David Bonbright raises two interesting questions in his response to Jo Andrews’ article about the Strategic Fund for Turkey (SFT).
One is about local ownership or ‘community feet’ for the SFT. This is a work in progress and the Fund will change as it grows. At this stage the Fund’s priorities are shaped by the experience of the two consultants on the ground – one of whom is Turkish. The next step is to establish a Turkish advisory board to provide a sounding board and better oversight – although the decisions about which grants to make will remain with donors themselves in the final instance, if they wish it.
There are also currently some attempts being made to establish a more focused approach to Turkish philanthropy, led by one of the leading business associations in Turkey. We are in contact with this initiative and expect to collaborate where appropriate. A long-term goal would be to register the Fund in Turkey itself and move towards the point where it could provide a link from Turkish donors to domestic civil society.
But we have to recognize that these are early days for such a venture. It is only in the last two years that Turkish NGOs have been allowed full independent legal status. Bonbright finds talk of ‘international standards’ hubristic, but the truth is that much of the infrastructure – including financial planning and transparent reporting – is not present among local NGOs, many of which are emerging from the political struggles of the past 20 years.
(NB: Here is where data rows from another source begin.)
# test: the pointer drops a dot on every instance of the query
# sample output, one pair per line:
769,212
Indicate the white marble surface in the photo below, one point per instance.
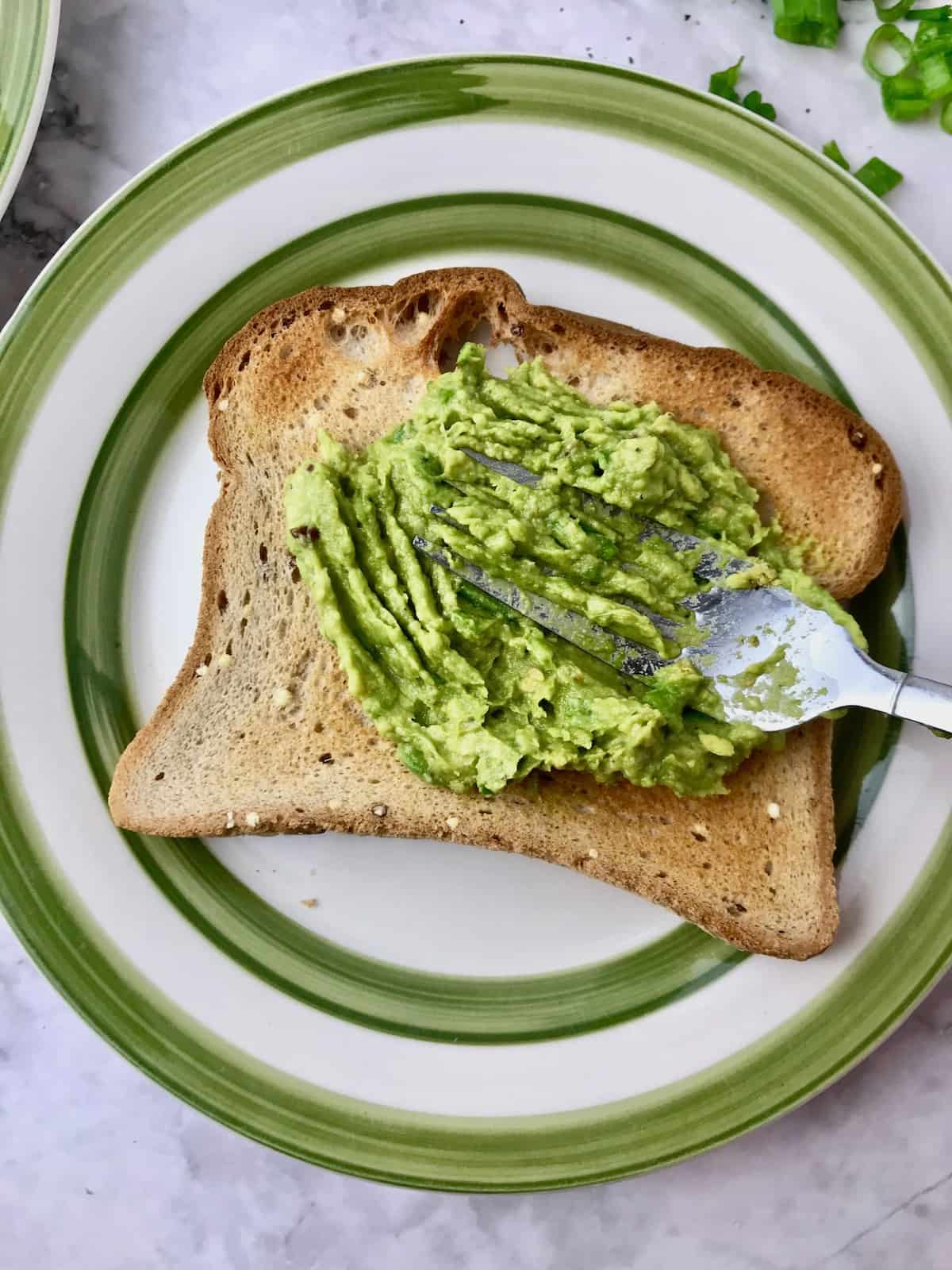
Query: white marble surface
102,1168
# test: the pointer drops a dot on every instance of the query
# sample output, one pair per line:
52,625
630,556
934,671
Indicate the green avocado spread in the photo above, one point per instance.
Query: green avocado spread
475,695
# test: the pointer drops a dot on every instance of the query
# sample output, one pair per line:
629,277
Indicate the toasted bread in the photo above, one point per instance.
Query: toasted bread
244,737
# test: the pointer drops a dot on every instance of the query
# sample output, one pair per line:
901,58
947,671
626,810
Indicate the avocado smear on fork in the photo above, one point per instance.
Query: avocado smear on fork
471,694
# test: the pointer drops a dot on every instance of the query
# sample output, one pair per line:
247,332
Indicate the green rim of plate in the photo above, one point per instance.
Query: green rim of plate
25,61
397,999
466,1153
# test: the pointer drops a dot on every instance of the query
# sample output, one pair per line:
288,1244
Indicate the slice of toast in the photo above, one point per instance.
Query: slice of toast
259,732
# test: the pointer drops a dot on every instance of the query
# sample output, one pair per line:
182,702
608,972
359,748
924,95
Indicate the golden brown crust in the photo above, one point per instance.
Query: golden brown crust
258,732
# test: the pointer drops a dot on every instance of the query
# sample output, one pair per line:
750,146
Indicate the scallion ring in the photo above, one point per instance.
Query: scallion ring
886,37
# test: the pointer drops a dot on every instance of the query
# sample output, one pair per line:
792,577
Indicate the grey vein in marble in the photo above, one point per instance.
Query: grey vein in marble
102,1168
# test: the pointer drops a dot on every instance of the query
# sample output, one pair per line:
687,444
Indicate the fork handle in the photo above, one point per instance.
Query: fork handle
924,702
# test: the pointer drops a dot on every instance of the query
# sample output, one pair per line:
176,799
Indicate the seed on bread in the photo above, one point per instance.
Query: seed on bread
220,747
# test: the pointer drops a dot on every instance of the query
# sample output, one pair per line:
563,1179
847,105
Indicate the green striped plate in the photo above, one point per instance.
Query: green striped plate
424,1013
27,46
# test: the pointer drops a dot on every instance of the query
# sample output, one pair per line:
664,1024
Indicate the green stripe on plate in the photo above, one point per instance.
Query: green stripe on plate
381,1142
395,999
25,27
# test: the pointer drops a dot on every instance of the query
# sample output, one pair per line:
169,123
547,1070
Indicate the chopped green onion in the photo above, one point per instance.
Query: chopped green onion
755,103
892,12
808,22
888,37
936,71
724,83
903,98
879,177
833,152
932,37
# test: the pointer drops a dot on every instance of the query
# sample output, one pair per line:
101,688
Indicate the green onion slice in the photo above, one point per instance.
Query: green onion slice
833,152
903,98
879,177
882,38
724,83
754,102
932,37
892,12
936,71
808,22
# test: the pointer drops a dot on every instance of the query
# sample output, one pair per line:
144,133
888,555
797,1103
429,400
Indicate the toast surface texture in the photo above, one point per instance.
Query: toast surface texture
259,733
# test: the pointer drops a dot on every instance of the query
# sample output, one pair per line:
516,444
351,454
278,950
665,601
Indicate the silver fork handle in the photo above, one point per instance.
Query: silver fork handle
924,702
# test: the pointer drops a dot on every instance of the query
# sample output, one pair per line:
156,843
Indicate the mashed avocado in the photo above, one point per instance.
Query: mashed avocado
474,695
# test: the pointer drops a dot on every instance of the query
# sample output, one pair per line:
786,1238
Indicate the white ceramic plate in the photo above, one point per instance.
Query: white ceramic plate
29,32
446,1016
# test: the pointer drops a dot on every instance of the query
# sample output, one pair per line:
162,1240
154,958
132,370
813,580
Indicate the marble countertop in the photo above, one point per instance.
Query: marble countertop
101,1168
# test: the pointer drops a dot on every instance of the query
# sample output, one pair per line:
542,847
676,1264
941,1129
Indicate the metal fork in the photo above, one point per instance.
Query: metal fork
774,660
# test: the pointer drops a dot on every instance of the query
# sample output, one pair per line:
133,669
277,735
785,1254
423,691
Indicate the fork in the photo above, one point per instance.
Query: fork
774,660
In the medium term we hope that the SFT can help build professionalism among the emerging rights community in Turkey and provide the basis for a more developed and solid relationship between a Turkish philanthropy and Turkish civil society.
Bonbright also raises the issue of costs and our ambition to keep administrative costs around 10 per cent: this is a reflection of past experience rather than an aspiration. It may be worth noting that many donors, including the European Commission, the Ford Foundation and many others, only allow 7-10 per cent overheads on projects. If NGOs are expected to meet this target, why not donors too? We have a duty to ensure that charitable funds go to the beneficiaries rather than on overheads. The SFT makes a considerable number of general grants, rather than project grants. This fulfils two objectives – we do not need staff or consultants to be concerned with detailed monitoring of individual projects, which absorbs much donor time and energy. Secondly, we can focus on building the capacity of the organizations, which is easy to monitor, rather than checking up how far they are fulfilling our ‘imposed’ objectives.
One of the least studied aspects of civil society around the world is the impact of imposed donor priorities upon NGOs and others. In my experience of being a director of an NGO, I can personally say how complex it is to retain a strategic vision for the organization when you are wholly dependent upon project funding. I’m also aware of how project funding encourages a kind of deceit about the cost of, and application of overheads to the budget of an organization. It is not hubristic to bypass these concerns, merely common sense.